In this projection (below) of average time of travel from the city of Rome, for instance, we see that Southern France and North Africa were able to be reached from Rome within a week, whereas the entire Eastern Coast of the Italian Peninsula was, in real terms, between eight and eleven days away. Similarly, it was possible to get from Rome to Constantinople in less than three weeks, but after three weeks of Northward travel one would barely have made it through the Alps.

From Rome - Orbis

{Image credit: orbis.stanford.edu}

We must consider this to be as much of a “real” geography as the intelletual-scientific geography of Ptolemy, and perhaps more so. We have not yet begun actually plotting Orbis’ distance-times against our data (as we are still collecting mentioned locations). When we do, this will give us a representation of how ninth-century readers may have imagined the relationship between different places in the Chronography based on their own experiences, and others’ tales, of travel.

The Second approach we are taking to place-geography seeks to represent what we now think of as the “real” or “actual” physical geography of the world captured by the text of the Chronography. This is, in other words, the standard practice of historians today. Historians cull lists of places mentioned in texts, and from these reproduce things like the helpful maps of “Places Mentioned in the Text” at the beginning of a translation or critical edition.

These illustrations, however, do not actually tell us how to read this text with medieval eyes, or a medieval mind. In fact, such projections simply reflect to us, in advance, how we will end up reading the setting of the text. These maps take places mentioned in the text and represent them in our version of geography: a satellite view of the earth. In our lab group, Andrew Ling is drawing on platforms and resources such as the Pelagios Commons and the Pleiades Gazetteer to produce a satellite-view map marking each of the places and geographic features mentioned in the Chronography. This approach does not help us to understand how the medieval reader approached the text, but rather confronts us with the way that we understand the text. The contrast between this second approach, and the two historical representations produced by the first approach (above) will, at the least, allow us to identify presumptions that we bring to the text that may inhibit our understanding of how the text works and was read in the middle ages.

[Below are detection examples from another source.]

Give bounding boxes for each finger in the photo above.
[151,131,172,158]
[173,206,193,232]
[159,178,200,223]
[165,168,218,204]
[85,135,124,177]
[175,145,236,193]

Until we are able to set these different representions side-by-side we will not know what further insights are to be gained in the comparison and contrast, but certainly all three are a part of the interpretive work that must be done to capture the place-geography of the Chronography.

Finally, our Third approach addresses the space-narrative, “fictional universe” of the Chronography by performing both quantitative and qualitative analyses on the geographic network created by the plot of the text itself. What geographies are associated with different emperors? What places are consistently adjacent in the text? What places are associated with different positively or negatively-presented groups (i.e., “heretics”)? Ethan Yaro is leading this investigation and, with the collaboration of Emma Holtsinger, is using the qualitative textual analysis tool MaxQDA to answer these and other questions. The next blog posts will describe Ethan and Emma’s work, and will present some preliminary results.

In conclusion, it should be clear that we believe the problem of accounting for both place-geography and space-narrative in historical texts is one that must be worked out. Ways of reading are not self-evident, and so ours is an intentionally heuristic approach. Because of the multiplicty of the question, we believe that we must work through to multiple answers. Even with these answers in hand, we will not have anything like a single solution. One of our ongoing challenges will be to sustain this multiplicity, even as we push towards greater understanding and clarity.